そして連れ出したカーンは天敵という認識になっていた。
なので苦肉の策の小卓ご飯である。
そんな居心地の悪い食事は、内容が素晴らしすぎて、喉を通らない等というもったいない事はなかった。
特に新鮮な野菜の料理と果物を使った料理の数々は、気まずい雰囲気を忘れさせる美味しさだ。
最後の茶菓は、果物を糖液で煮込んだ物だったが、自然の風味を損なわず上品な甘さの物だ。
素晴らしい!と、その最後の菓子を賛美していると、又、姫が咽せた。どうやら、私は姫の何かを刺激するようだ。
彼女は、手持ちの美しい刺繍の布を口に当てている。
視線はあらぬ方に向いているが、やはり、私を直前まで見ていた様子で、サックハイムがちょっと驚いていた。
会話の途中で急に吹き出したようだ。
食卓の会話が途切れる。
決して私の所為ではない、と思う。
無言でカーンが、自分の菓子の皿と私の皿を交換した。
礼儀作法的には駄目だが、私はおとなしく匙を手に取る。
..素晴らしい味だった。
私は野営に混じり寝るつもりだった。
早く、この盛装を脱いで、いつもの小姓服に着替えたかった。
結局、私は田舎育ちである。
走って逃げられる服装が一番安心できた。
臭くても..。
等と、今日一番の衝撃を反芻していると、私はいつも通りカーンに抱えられていた。
抱えられ、話し合いの場に当然のように連れていかれる。
テトの歯ぎしりと威嚇音が後ろから聞こえた。
大人げない蹴りの仕草をするカーンに、私は目を閉じた。
見てないし私は寝たいのだ。下ろしてくれ。
と、主張する前に、その通された居間には、後発のオービス達がそろっているのを知った。

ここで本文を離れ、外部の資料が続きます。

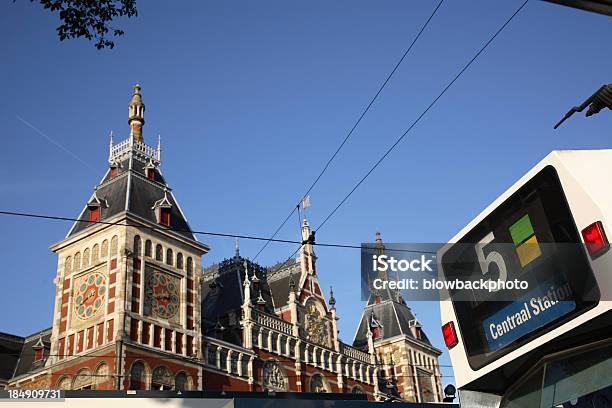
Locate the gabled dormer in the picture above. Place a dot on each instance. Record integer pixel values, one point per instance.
(150, 170)
(39, 350)
(163, 210)
(95, 206)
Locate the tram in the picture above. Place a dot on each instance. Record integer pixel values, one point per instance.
(551, 345)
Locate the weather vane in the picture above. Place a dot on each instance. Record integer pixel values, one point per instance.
(599, 100)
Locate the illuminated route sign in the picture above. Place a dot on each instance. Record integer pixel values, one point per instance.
(532, 237)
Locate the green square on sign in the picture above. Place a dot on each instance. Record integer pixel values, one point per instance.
(521, 230)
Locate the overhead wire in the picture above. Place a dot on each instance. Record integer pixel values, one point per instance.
(418, 119)
(365, 111)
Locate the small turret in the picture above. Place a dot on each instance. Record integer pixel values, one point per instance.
(136, 115)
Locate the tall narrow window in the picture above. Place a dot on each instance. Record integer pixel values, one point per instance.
(137, 373)
(165, 216)
(169, 257)
(137, 246)
(94, 214)
(189, 266)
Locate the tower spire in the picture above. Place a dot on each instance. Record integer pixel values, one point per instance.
(136, 115)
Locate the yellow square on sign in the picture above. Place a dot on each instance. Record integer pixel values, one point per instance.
(528, 251)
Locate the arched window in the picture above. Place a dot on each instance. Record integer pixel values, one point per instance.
(169, 257)
(181, 382)
(318, 384)
(104, 251)
(77, 261)
(189, 266)
(137, 376)
(83, 380)
(102, 376)
(85, 258)
(67, 265)
(64, 383)
(137, 246)
(95, 254)
(162, 379)
(114, 246)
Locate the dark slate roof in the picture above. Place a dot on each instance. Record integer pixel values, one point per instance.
(17, 354)
(395, 318)
(131, 185)
(26, 362)
(222, 288)
(10, 349)
(279, 278)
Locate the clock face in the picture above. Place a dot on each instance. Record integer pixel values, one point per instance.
(89, 295)
(162, 292)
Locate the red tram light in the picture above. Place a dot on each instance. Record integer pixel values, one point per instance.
(450, 335)
(595, 239)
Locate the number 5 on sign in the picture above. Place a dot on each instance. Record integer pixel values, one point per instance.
(492, 257)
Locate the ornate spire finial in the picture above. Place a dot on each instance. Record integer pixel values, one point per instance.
(260, 300)
(291, 283)
(379, 247)
(158, 147)
(136, 115)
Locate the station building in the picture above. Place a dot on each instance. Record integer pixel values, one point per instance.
(135, 308)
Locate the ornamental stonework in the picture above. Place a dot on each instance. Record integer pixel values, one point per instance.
(273, 377)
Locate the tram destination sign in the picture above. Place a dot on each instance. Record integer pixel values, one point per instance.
(531, 237)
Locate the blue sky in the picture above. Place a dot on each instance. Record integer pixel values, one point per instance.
(251, 98)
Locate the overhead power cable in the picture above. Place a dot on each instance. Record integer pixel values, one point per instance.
(417, 120)
(209, 233)
(365, 111)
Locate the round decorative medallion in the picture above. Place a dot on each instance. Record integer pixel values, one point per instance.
(89, 295)
(163, 294)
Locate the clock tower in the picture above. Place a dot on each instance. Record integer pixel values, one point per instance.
(127, 284)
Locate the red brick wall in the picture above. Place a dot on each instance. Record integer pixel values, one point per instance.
(220, 382)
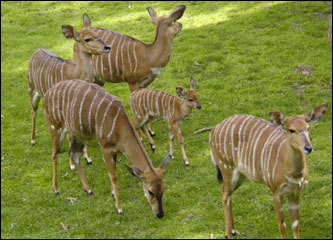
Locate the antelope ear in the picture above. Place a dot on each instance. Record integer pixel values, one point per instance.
(193, 83)
(177, 13)
(69, 32)
(135, 171)
(276, 118)
(152, 15)
(180, 91)
(164, 163)
(86, 20)
(315, 114)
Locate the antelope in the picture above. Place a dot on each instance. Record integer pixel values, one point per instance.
(245, 146)
(147, 104)
(46, 68)
(330, 33)
(89, 112)
(133, 61)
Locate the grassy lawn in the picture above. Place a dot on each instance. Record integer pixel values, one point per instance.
(244, 57)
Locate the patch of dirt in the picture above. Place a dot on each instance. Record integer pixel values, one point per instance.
(305, 70)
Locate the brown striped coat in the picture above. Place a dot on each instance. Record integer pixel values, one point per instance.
(89, 112)
(133, 61)
(147, 104)
(245, 146)
(46, 68)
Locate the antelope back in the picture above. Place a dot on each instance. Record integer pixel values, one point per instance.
(124, 56)
(128, 58)
(85, 110)
(250, 144)
(46, 69)
(147, 102)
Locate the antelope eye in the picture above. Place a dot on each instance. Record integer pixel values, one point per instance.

一応埃を落としたカーン達とは違い、彼らは旅装のまま、居間で茶を飲んでいる。
小山のような男二人と厳しい表情のモルダレオ。
エンリケ達は、合流できた事を喜んでいる。
確かに、スヴェンやオービス、そしてモルダレオが加わる安心感は大きい。
この夜の民の街で、安らげるのは、公爵の一族だけだろう。
イグナシオはスヴェンの傍に行くと、小声で何かやり取りを始めた。公爵は使用人に新たに飲み物を頼むと、それぞれに席を勧めた。
姫は退出しており、加わらないようだ。サックハイムも一緒だったので、ボフダンとの話し合いでもあるのだろう。
落ち着いた色調に立派な暖炉。
窓辺からは、夜の庭園が望めた。
スヴェンの持ち込んだ物は、小さな帳面である。
私には、それを見た記憶があった。
手渡されたカーンは、一通り帳面に眼を通すと公爵へと差し出した。
公爵は差し出された小さな帳面を見たまま、動かなかった。
見たく無いのだ。つまり、それの中身が何かを知っているのだろう。
中身とは、信者を語る裏切り者の名であり、知れば彼らを処分しなければならない。
公爵は息を吸い込むと受け取った。
しかし、開かずにその表面に指を置くに留めた。
「宗主継承の儀式はこの後、準備が整い次第、執り行います。立ち会いにはサックハイム殿とバルドルバ卿にお願いいたします。
そして明日、私共はシェルバンの首都に向けて出立します。
救いをもたらした貴方方をコルテスの全てをもって感謝をあらわしましょう。
コルテス領内、何れの地所にても宗主の名において歓待いたします。どうぞ、存分に御滞在ください」
了承の言葉をカーンは短く伝えた。
同行する。という言葉が無かった事に、私はため息をついた。
シェルバン公が変異体や異形の元であるならば、その領地に入れば殺し合いが待っている。
殺し合いとは殺生の罪だけではない。
恨み辛みを背負うという事だ。
もちろん、シェルバンへと向かう事に変わりは無いのだが、それでもコルテス公と同行すれば、更に殺し合いが激しくなる。
見殺しにする卑怯な考えだとしても、獣人兵が先陣を切るのは止めたかった。
マレイラの問題は、複雑な土台の上にある。
武力上位の獣人兵が介入するだけで、どんな憎悪を彼らは向けられるか分からない。
そう思うと、卑怯と思われようとも、公爵への手助けは最小限に留めるべきだ私は考える。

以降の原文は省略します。